With Custom Memory Backends

# Compaction works with any MemoryStore implementation
redis_store = RedisMemoryStore.new(redis_client)
file_store = FileMemoryStore.new('/tmp/memories')

manager_redis = DSPy::Memory::MemoryManager.new(store: redis_store)
manager_file = DSPy::Memory::MemoryManager.new(store: file_store)

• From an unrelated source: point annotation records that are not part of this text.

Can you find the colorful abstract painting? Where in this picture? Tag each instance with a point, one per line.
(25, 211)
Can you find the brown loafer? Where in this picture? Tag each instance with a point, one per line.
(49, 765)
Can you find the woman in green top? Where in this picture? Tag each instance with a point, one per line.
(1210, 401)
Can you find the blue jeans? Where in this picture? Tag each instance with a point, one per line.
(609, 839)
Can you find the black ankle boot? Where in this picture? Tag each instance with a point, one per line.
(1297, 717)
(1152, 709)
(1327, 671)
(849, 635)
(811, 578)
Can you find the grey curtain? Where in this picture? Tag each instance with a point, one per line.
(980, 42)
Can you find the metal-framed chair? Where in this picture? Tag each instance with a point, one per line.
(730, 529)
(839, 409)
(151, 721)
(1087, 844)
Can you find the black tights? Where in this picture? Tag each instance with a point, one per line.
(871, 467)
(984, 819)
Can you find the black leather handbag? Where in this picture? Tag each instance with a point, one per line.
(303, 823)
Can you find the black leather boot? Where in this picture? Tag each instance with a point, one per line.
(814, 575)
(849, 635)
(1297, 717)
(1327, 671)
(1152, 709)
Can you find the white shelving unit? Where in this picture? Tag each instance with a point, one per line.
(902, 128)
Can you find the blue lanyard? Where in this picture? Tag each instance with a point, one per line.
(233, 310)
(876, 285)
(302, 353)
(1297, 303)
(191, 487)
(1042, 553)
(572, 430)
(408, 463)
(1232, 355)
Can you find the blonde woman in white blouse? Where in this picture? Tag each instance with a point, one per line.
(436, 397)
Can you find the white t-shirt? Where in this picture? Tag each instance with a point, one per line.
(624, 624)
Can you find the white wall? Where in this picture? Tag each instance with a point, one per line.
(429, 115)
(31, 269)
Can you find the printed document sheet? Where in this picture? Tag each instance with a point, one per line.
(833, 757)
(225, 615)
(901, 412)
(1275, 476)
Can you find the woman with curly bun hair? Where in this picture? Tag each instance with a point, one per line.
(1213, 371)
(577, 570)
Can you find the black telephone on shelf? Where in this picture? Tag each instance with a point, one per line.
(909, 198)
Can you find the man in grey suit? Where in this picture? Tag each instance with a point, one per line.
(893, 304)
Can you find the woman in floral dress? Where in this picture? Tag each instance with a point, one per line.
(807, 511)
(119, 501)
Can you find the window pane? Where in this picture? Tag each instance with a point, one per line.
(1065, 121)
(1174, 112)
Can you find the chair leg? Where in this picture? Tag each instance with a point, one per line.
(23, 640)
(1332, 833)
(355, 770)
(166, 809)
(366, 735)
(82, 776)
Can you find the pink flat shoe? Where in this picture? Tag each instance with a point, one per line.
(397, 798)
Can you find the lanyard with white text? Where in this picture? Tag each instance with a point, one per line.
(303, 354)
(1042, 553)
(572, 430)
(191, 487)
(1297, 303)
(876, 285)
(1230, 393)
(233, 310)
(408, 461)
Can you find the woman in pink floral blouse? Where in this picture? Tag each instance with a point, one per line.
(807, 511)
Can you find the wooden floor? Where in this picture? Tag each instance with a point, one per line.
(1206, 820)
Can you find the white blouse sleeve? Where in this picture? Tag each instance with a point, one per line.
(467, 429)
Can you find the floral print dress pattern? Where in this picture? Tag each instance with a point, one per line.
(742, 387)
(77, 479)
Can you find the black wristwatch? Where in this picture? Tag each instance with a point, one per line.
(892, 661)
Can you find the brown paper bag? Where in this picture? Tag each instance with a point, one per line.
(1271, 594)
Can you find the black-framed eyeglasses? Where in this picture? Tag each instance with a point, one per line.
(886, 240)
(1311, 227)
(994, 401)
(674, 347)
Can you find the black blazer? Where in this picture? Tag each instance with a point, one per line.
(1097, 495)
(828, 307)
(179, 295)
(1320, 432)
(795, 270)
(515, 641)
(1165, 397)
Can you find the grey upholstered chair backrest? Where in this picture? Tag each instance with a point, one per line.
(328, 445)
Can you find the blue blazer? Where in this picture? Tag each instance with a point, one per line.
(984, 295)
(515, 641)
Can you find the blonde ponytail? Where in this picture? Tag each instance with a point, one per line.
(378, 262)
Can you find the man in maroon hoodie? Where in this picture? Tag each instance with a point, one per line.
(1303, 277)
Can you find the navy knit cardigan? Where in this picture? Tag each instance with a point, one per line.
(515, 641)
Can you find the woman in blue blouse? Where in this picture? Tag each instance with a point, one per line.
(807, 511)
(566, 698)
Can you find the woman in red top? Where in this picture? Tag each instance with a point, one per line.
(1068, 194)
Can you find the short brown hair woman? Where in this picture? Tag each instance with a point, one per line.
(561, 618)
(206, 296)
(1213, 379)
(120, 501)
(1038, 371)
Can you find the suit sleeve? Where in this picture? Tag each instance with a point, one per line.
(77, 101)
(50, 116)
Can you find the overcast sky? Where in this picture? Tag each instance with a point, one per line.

# Both benefit from the same compaction logic
manager_redis.store_memory("Content", user_id: "user1")
manager_file.store_memory("Content", user_id: "user2")

Testing Compaction

Unit Testing

RSpec.describe DSPy::Memory::MemoryCompactor do
  it 'triggers size compaction when needed' do
    compactor = described_class.new(max_memories: 10)
    
    # Add memories beyond limit
    15.times { |i| store_memory("Content #{i}") }
    
    results = compactor.compact_if_needed!(store, embedding_engine)
    expect(results[:size_compaction][:removed_count]).to be > 0
  end
end

Integration Testing

RSpec.describe 'Memory Compaction Integration' do
  it 'maintains memory limits during normal operation' do
    25.times { |i| manager.store_memory("Content #{i}") }
    
    final_count = manager.count_memories
    expect(final_count).to be <= 20  # Within configured limit
  end
end

Best Practices

Configuration Guidelines

  1. Size Limits: Set based on available memory and expected usage patterns
  2. Age Limits: Consider data retention requirements and user expectations
  3. Similarity Thresholds: Higher values (0.95+) for precise deduplication
  4. Access Thresholds: Lower values (0.05-0.1) for aggressive pruning

Monitoring Recommendations

  1. Track compaction frequency - Monitor how often compaction triggers
  2. Monitor removal counts - Ensure compaction isn’t too aggressive
  3. Watch user impact - Verify important memories aren’t being removed
  4. Performance metrics - Track compaction timing and memory usage

Production Considerations

  1. User notification - Consider informing users about automatic cleanup
  2. Backup strategies - Implement memory export before major compactions
  3. Rollback capabilities - Plan for memory restoration if needed
  4. Gradual rollout - Test compaction settings with subset of users first

Future Enhancements

The compaction system is designed for future extensibility:

  • Custom scoring algorithms for relevance calculation
  • Machine learning based duplicate detection
  • Hierarchical compaction with different rules per memory type
  • Background processing option for high-volume environments
  • Cross-user memory sharing and deduplication

Migration from Background Processing

If you’re migrating from a background job-based system:

# Old approach (background job)
CompactionJob.perform_later(user_id)

# New approach (inline)
manager.compact_if_needed!(user_id)

# No infrastructure changes needed:
# - No job queue required
# - No background workers
# - No job scheduling
# - No job failure handling

The inline compaction system provides the same benefits with simpler deployment and more predictable behavior.